Припертый горячими фактами, Монокль заламывает руки и практически сознается. Однако, вопреки нашему с Машкой желанию, на его лице нет места раскаянию. Да и пацан, с гениальными мозгами и умелыми ручками, не похож на отпрыска человека, которому грозит “от” и “до”.
— Мы не ошиблись! — восклицает Монокль и пытается пожать руку прапорщику. — Вы из милиции!
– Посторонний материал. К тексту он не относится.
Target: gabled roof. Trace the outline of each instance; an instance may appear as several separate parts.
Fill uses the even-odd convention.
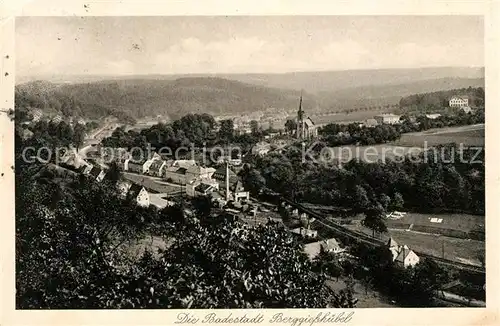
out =
[[[468,100],[469,97],[467,95],[454,95],[450,98],[450,100],[453,100],[453,99]]]
[[[318,242],[313,242],[313,243],[308,243],[304,245],[304,251],[309,257],[310,260],[314,259],[319,253],[321,252],[321,243]]]
[[[307,117],[307,119],[304,120],[304,122],[308,127],[314,127],[314,122],[311,120],[311,118]]]
[[[155,160],[149,167],[149,171],[159,171],[163,164],[165,164],[164,160]]]
[[[88,165],[82,164],[80,167],[77,169],[78,172],[83,173],[87,169]]]
[[[221,166],[217,170],[215,170],[214,178],[217,180],[225,181],[226,180],[226,167]],[[233,170],[229,169],[229,180],[231,180],[233,178],[237,178],[236,173],[234,173]]]
[[[194,190],[198,191],[198,192],[201,192],[201,193],[205,193],[211,187],[212,187],[211,185],[208,185],[206,183],[200,183],[199,185],[197,185],[196,187],[194,187]]]
[[[128,195],[135,198],[139,195],[139,193],[143,188],[144,188],[143,186],[138,185],[137,183],[133,183],[130,189],[128,190]]]
[[[396,257],[395,261],[400,262],[400,263],[404,263],[406,257],[408,257],[408,255],[410,254],[410,252],[411,252],[411,249],[408,248],[408,246],[406,246],[406,245],[402,246],[400,248],[399,254]]]
[[[94,166],[92,170],[90,170],[90,175],[97,177],[101,173],[101,169],[97,166]]]
[[[321,242],[321,246],[324,250],[335,250],[337,248],[340,248],[340,245],[335,238],[323,240]]]
[[[387,241],[387,246],[389,248],[391,248],[391,247],[399,247],[399,244],[393,238],[390,238],[389,241]]]

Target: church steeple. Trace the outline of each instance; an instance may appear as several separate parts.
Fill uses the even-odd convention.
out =
[[[302,91],[300,91],[299,111],[297,112],[297,131],[295,135],[298,139],[304,138],[304,111],[302,111]]]
[[[304,111],[302,111],[302,92],[300,92],[300,101],[299,101],[299,112],[297,112],[297,122],[302,121],[304,119]]]

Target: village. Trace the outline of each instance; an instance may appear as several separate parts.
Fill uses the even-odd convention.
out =
[[[466,98],[455,96],[450,99],[449,105],[466,113],[471,112]],[[38,121],[42,116],[39,110],[34,112]],[[427,114],[428,119],[437,119],[440,116],[440,114]],[[400,117],[391,113],[376,115],[373,119],[360,122],[360,126],[400,124]],[[57,117],[51,121],[54,122],[54,119]],[[84,122],[78,121],[78,123]],[[296,130],[293,131],[295,139],[312,140],[318,137],[318,126],[310,117],[306,117],[302,108],[302,97],[299,100],[295,125]],[[250,133],[249,130],[245,124],[241,127],[235,125],[235,132],[244,134]],[[280,137],[284,132],[286,131],[278,130],[268,133],[262,141],[251,148],[249,153],[265,156],[286,148],[290,141]],[[92,137],[96,137],[96,134],[98,133],[91,133]],[[148,155],[137,159],[126,148],[106,148],[98,143],[88,145],[79,151],[71,148],[58,159],[59,163],[55,168],[62,174],[81,174],[96,182],[102,182],[109,176],[110,165],[114,164],[120,172],[117,184],[119,193],[123,198],[132,198],[141,207],[152,205],[162,209],[176,205],[179,200],[185,198],[205,197],[210,200],[214,209],[232,214],[245,223],[259,224],[269,220],[281,223],[305,243],[304,251],[311,261],[321,251],[352,258],[347,248],[341,247],[340,241],[318,235],[318,230],[311,227],[317,225],[313,223],[315,221],[313,216],[284,201],[271,204],[251,197],[238,175],[245,154],[222,153],[208,164],[205,160],[172,159],[171,156],[162,156],[156,152]],[[283,220],[283,210],[291,219]],[[398,214],[404,213],[390,212],[387,218],[394,219]],[[400,245],[392,238],[387,242],[387,248],[392,253],[393,261],[403,268],[415,266],[420,261],[419,256],[408,245]]]

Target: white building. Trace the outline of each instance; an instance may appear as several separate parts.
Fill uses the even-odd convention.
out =
[[[340,248],[339,243],[334,238],[304,245],[304,252],[309,257],[309,260],[314,260],[321,250],[330,253],[341,253],[345,251],[345,249]]]
[[[441,114],[439,114],[439,113],[431,113],[431,114],[426,114],[425,116],[427,117],[427,119],[434,120],[434,119],[439,118],[441,116]]]
[[[147,207],[150,204],[149,193],[141,185],[133,184],[127,195],[134,198],[139,206]]]
[[[471,113],[473,111],[470,106],[462,106],[460,109],[465,113]]]
[[[298,235],[301,235],[304,238],[314,239],[314,238],[316,238],[318,236],[318,231],[311,230],[311,229],[304,228],[304,227],[299,227],[299,228],[296,228],[296,229],[292,229],[292,230],[290,230],[290,232],[298,234]]]
[[[378,124],[398,124],[400,123],[400,115],[392,114],[392,113],[384,113],[380,115],[376,115],[373,117]]]
[[[60,115],[56,115],[55,117],[50,120],[52,123],[59,123],[62,121],[62,117]]]
[[[408,268],[420,262],[420,258],[413,250],[407,245],[400,246],[393,238],[389,239],[387,246],[392,253],[392,260],[400,267]]]
[[[207,196],[219,190],[219,183],[214,179],[193,180],[186,185],[186,194],[191,197]]]
[[[469,98],[466,96],[453,96],[449,101],[450,108],[461,108],[469,105]]]
[[[38,122],[43,117],[43,112],[40,109],[35,109],[31,111],[31,116],[33,117],[33,122]]]
[[[263,156],[269,153],[270,150],[271,150],[271,144],[267,142],[260,142],[255,144],[254,147],[252,147],[252,155]]]

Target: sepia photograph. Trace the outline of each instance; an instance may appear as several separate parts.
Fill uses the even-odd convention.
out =
[[[483,16],[14,33],[16,309],[486,307]]]

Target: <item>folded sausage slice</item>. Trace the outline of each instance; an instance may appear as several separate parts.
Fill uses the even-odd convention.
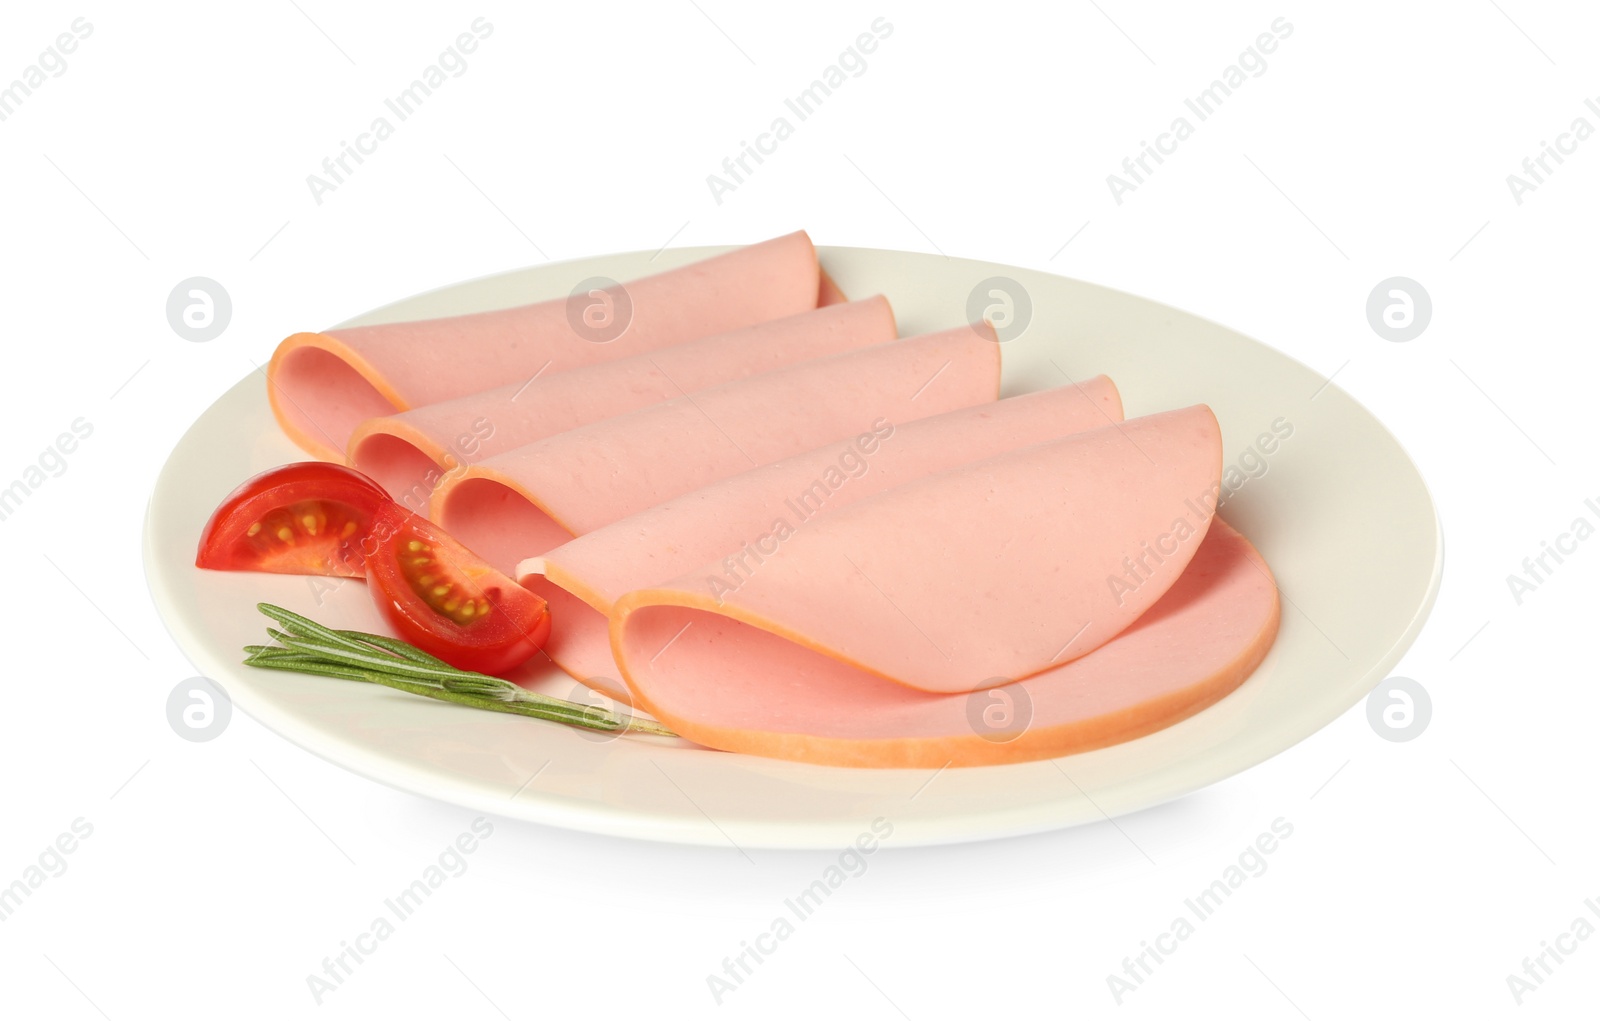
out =
[[[632,617],[692,631],[720,616],[924,691],[1027,677],[1105,644],[1171,587],[1221,470],[1205,405],[1000,454],[822,518],[720,599],[703,571],[629,593],[613,652],[647,674],[659,648]]]
[[[928,415],[995,400],[987,323],[816,358],[684,393],[452,473],[431,517],[510,573],[573,536],[730,475]]]
[[[831,766],[981,766],[1089,751],[1192,716],[1260,665],[1278,619],[1260,553],[1217,520],[1131,627],[1070,663],[969,694],[916,691],[704,611],[629,614],[623,665],[645,708],[711,748]]]
[[[894,337],[894,312],[881,295],[834,304],[368,419],[350,439],[349,461],[395,499],[422,511],[444,472],[458,465],[670,400],[685,391]]]
[[[886,425],[651,507],[525,560],[517,580],[551,604],[544,651],[590,687],[630,701],[611,656],[612,604],[625,593],[702,569],[717,599],[741,587],[819,515],[884,490],[1028,446],[1122,421],[1111,380],[1009,397]]]
[[[290,439],[340,460],[366,419],[794,315],[821,287],[797,231],[575,298],[297,333],[273,354],[267,392]]]

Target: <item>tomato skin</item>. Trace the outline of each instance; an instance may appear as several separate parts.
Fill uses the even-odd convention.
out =
[[[550,637],[550,607],[399,504],[370,532],[367,588],[395,637],[461,670],[501,674]]]
[[[246,479],[200,532],[195,566],[360,578],[362,542],[389,494],[327,461],[269,468]]]

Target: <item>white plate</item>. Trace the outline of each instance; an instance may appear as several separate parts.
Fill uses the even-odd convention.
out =
[[[627,280],[716,251],[519,270],[409,298],[346,325],[559,297],[586,277]],[[824,248],[822,259],[846,293],[887,294],[906,335],[965,322],[980,281],[1020,284],[1032,314],[1003,348],[1007,393],[1059,385],[1064,373],[1103,372],[1121,388],[1129,417],[1204,402],[1222,423],[1234,465],[1275,420],[1292,424],[1264,472],[1257,468],[1259,477],[1223,510],[1261,549],[1284,595],[1282,631],[1255,674],[1197,716],[1136,741],[1053,763],[934,772],[810,766],[611,738],[244,667],[240,647],[261,641],[267,623],[254,610],[258,601],[335,627],[378,628],[359,582],[319,591],[330,583],[193,566],[200,528],[229,490],[264,468],[303,459],[274,423],[259,374],[184,435],[151,497],[145,563],[174,638],[240,708],[363,776],[474,811],[740,847],[840,847],[878,816],[892,820],[895,844],[904,846],[1031,833],[1146,808],[1316,732],[1365,696],[1415,639],[1443,560],[1433,502],[1394,437],[1315,372],[1183,312],[1030,270],[859,248]],[[552,671],[541,686],[566,691],[570,683]]]

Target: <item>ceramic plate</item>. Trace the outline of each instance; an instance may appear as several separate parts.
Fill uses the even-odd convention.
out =
[[[343,325],[564,297],[591,276],[628,280],[720,249],[605,256],[433,291]],[[145,526],[150,588],[174,638],[235,705],[373,780],[473,811],[653,840],[840,847],[871,820],[895,844],[934,844],[1093,822],[1180,797],[1264,762],[1354,705],[1400,659],[1438,590],[1433,502],[1395,438],[1321,376],[1232,330],[1166,306],[1031,270],[936,255],[823,248],[847,294],[887,294],[903,335],[1004,322],[1007,394],[1105,373],[1128,417],[1206,403],[1222,423],[1222,516],[1266,557],[1283,593],[1277,644],[1237,691],[1136,741],[1045,762],[857,770],[591,734],[385,688],[240,665],[264,636],[254,606],[379,630],[360,582],[194,567],[216,504],[247,476],[303,459],[254,374],[179,441]],[[1281,421],[1280,421],[1281,420]],[[1272,442],[1277,432],[1292,430]],[[1263,435],[1267,439],[1263,440]],[[558,625],[559,626],[559,625]],[[567,693],[549,671],[539,687]],[[841,707],[841,711],[847,711]]]

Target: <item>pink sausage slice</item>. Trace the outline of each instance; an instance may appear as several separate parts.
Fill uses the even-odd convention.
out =
[[[881,295],[830,305],[660,351],[546,372],[532,381],[368,419],[350,439],[350,464],[420,513],[444,472],[462,463],[481,461],[684,391],[894,337],[894,312]]]
[[[987,323],[724,383],[488,458],[444,479],[432,518],[507,573],[575,535],[829,441],[993,401]]]
[[[1027,677],[1105,644],[1171,587],[1221,471],[1205,405],[1001,454],[823,518],[720,602],[704,572],[629,593],[613,652],[648,673],[659,650],[628,630],[648,609],[679,626],[728,617],[923,691]]]
[[[1010,397],[863,432],[669,500],[525,560],[517,580],[551,604],[544,651],[622,701],[611,656],[612,604],[625,593],[710,567],[701,587],[737,590],[818,515],[895,485],[994,454],[1122,421],[1111,380]]]
[[[1089,751],[1194,715],[1260,665],[1278,614],[1260,553],[1218,520],[1132,627],[1064,666],[970,694],[914,691],[704,611],[632,613],[623,665],[651,714],[711,748],[830,766],[982,766]]]
[[[820,297],[816,249],[797,231],[575,300],[297,333],[273,354],[267,393],[290,439],[340,460],[366,419],[794,315]]]

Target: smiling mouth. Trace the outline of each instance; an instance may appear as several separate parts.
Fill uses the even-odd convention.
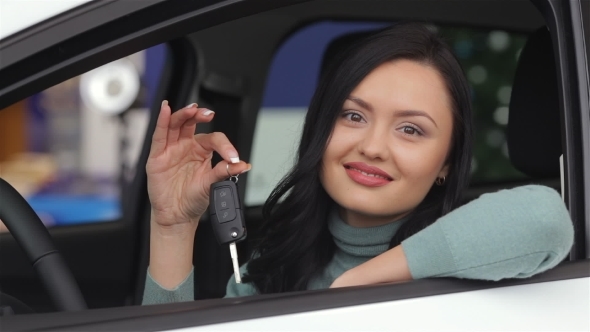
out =
[[[370,176],[370,177],[374,177],[374,178],[378,178],[378,179],[384,179],[384,180],[387,180],[387,181],[393,181],[393,179],[390,178],[390,177],[383,176],[383,175],[380,175],[380,174],[367,173],[365,171],[361,171],[360,169],[356,169],[356,168],[354,168],[352,166],[345,165],[344,168],[349,169],[351,171],[359,172],[359,173],[361,173],[364,176]]]

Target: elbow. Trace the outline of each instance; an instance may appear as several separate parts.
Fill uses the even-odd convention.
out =
[[[574,228],[569,211],[561,196],[544,186],[518,188],[523,195],[522,208],[529,216],[525,242],[533,244],[530,249],[553,256],[557,265],[569,253],[574,241]]]

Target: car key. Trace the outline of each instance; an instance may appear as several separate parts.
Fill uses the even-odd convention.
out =
[[[213,233],[219,245],[229,243],[234,275],[236,283],[239,284],[242,282],[242,277],[240,275],[236,242],[246,238],[246,224],[238,195],[238,176],[229,173],[229,164],[227,164],[226,169],[229,179],[211,184],[209,214]]]

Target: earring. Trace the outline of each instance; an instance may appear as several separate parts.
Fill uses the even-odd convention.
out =
[[[439,186],[442,186],[443,184],[445,184],[446,180],[447,178],[443,176],[442,178],[436,178],[436,181],[434,183],[438,184]]]

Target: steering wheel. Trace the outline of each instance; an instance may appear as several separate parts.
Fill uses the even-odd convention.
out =
[[[72,272],[33,208],[2,178],[0,197],[0,219],[25,251],[55,307],[60,311],[86,309]]]

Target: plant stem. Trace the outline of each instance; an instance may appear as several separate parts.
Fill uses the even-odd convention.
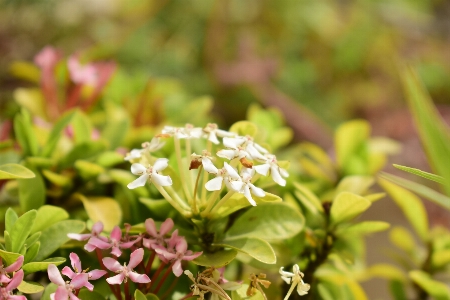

— Мы больше, чем из милиции, — Машка показывает отличное владение рукопашным боем. Одной рукой заламывает главного врача, второй сдерживает обидчивого пацана. — Мы из отдела “Подозрительной информации”. Таких чудиков, как ты, ловим и сажаем.
— Нет, нет, нет! — восклицает Монокль, и в этих словах я слышу отрицание всех предъявленных ему обвинений. — Мы не хотели, чтобы так все получилось. Мы не виноваты. Все произошло само собой.
— Это ты, папаша, на суде рассказывать будешь. — Прапорщик Баобабова застегивает наручники еще быстрее, чем стреляет. — Трупов в городе видимо-невидимо, а ты не виноват? Тогда кто? Безголовый? Где он? Наверняка у тебя в доме на кухне заперся, а сынок твой по ночам ему продовольствие носит?
— Не трогайте папку! — кричит пацан, кусая Машку за руку. Но Баобабова к укусам привычная.
По законам уголовного делопроизводства самый момент вступить на сцену доброму милиционеру. То есть мне.
— Маш, отпусти их. Они сами все расскажут, а мы им посодействуем срок скостить.
Баобабова меня всегда слушается, если дело касается уголовного права.
Попоив Монокля и пацана водичкой из рукомойника, мы обещаем выслушать их чистосердечное признание. Даже освобождаем им место на раскладушке. По всему видно, что рассказывать главный врач собирается долго, с подробностями, а много ли поведаешь, стоя на своих двоих.
— Все началось полтора года назад, когда мой отпрыск решил выбрать себе профессию хакера.
— Хакер не профессия, а уголовно наказуемое хобби, — поясняет начитанная Баобабова, чтобы ни у кого не оставалось сомнений в неправильности подобного выбора рода занятий.